A la danse, comme dans tout le reste, il faut enlever ce qui est superflu.
Danseur ou danseur de flamenco. Pour de nombreux fans, Gades était un danseur qui dansait le flamenco, et pour les classiques, c’était un danseur de flamenco qui dansait également de la danse classique. Il était sans aucun doute un des artistes les plus complets de son genre. Il avait toujours comme devise de répéter de nombreuses heures non pas pour être meilleur qu’un autre, mais pour être meilleur que soi-même.
La caractéristique la plus marquante de son rôle de danseur, et qui est devenue également un de ses principes esthétiques, est définie dans ces mots : avec l’expérience, on élimine les éléments en trop, et avec un seul geste on peut exprimer beaucoup plus qu’avec vingt pirouettes. Le flamenco que je danse est douloureux et dramatique, introverti, sec comme la terre stérile.
De tout ce qu’il a appris, il a toujours remercié les gens du peuple en particulier pour lui avoir fourni l’inépuisable richesse de sa sagesse pour enrichir son travail. J’ai trouvé mon style dans le peuple espagnol, et je lui dois tout. Pour Gades, la danse classique était une école, et la danse espagnole une culture. Et c’est pourquoi il pensait qu’il ne fallait pas seulement enseigner les pas, les techniques, mais qu’il fallait humaniser la danse, et que chaque danse exige une étude exhaustive de ses origines, chacune d’entre elles a un sentiment qui lui est propre, et on n’y parvient pas seulement en revêtant le costume typique. Je n’ai jamais cherché à être un folkloriste, mais j’ai essayé de transmettre ce que j’ai appris et de me rapprocher de la base, c’est la seule façon d’avancer.
Antonio était une éponge, il apprenait tout ce qu’il y avait à apprendre. Vicente Escudero, disait de moi que j’étais un voleur d’ouïe, car j’étais toujours attentif, à l’écoute et, que ce soit juste ou faux, j’essayais de suivre ses conseils. Il s’intéresse à tout ce qui peut lui apporter quelque chose. J’aime tout capter, voir et sentir.

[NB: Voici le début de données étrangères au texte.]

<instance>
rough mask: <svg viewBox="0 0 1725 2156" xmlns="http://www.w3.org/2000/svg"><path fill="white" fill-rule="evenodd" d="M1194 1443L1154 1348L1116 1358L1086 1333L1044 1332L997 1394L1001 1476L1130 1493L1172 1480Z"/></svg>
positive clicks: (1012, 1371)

Je dansais tout, mais tant que je ne me suis pas contrôlé, tant que je n’ai pas su sortir de ces silences, de cette austérité, de cet équilibre, de cette sécheresse, de cette élasticité, de cette esthétique sans tomber dans l’esthétisme, tant que je n’ai pas su faire cela, je ne me suis pas rendu compte que j’avais déjà compris tout le reste. Il est parvenu à épurer son style grâce à la discipline qui avait déjà à l’époque la même valeur que celle de la libre personnalité créatrice.
Sa formation classique l’a aidée à construire un langage, même s’il s’est rapidement rendu compte que les bras classiques sont plus statiques, désincarnés et froids que les mouvements de bras espagnols, puisqu’ils obéissent à un code. Le danseur flamenco cependant joue avec ses épaules et dessine des lignes cassées. Même si le flamenco doit être interprété avec une certaine spontanéité, cela ne signifie pas pour autant qu’il y ait relâchement ni improvisation. Pour Gades, c’était la retenue qui faisait la grandeur du flamenco. On n’explose pas, mais il y a une énergie, une sensualité et un érotisme énorme qui vibrent tout le temps.
J’ai suivi les leçons de Peretti et de Tikhonova (maîtres de classique) mais je ne pense pas que la danse classique ait influencé mon flamenco. Les bras sont ici une projection de l’énergie. Ils l’a font exploser. Selon Gades, il ne s’agit pas de chercher une position statique mais bien de trouver un équilibre dans une grande liberté gestuelle.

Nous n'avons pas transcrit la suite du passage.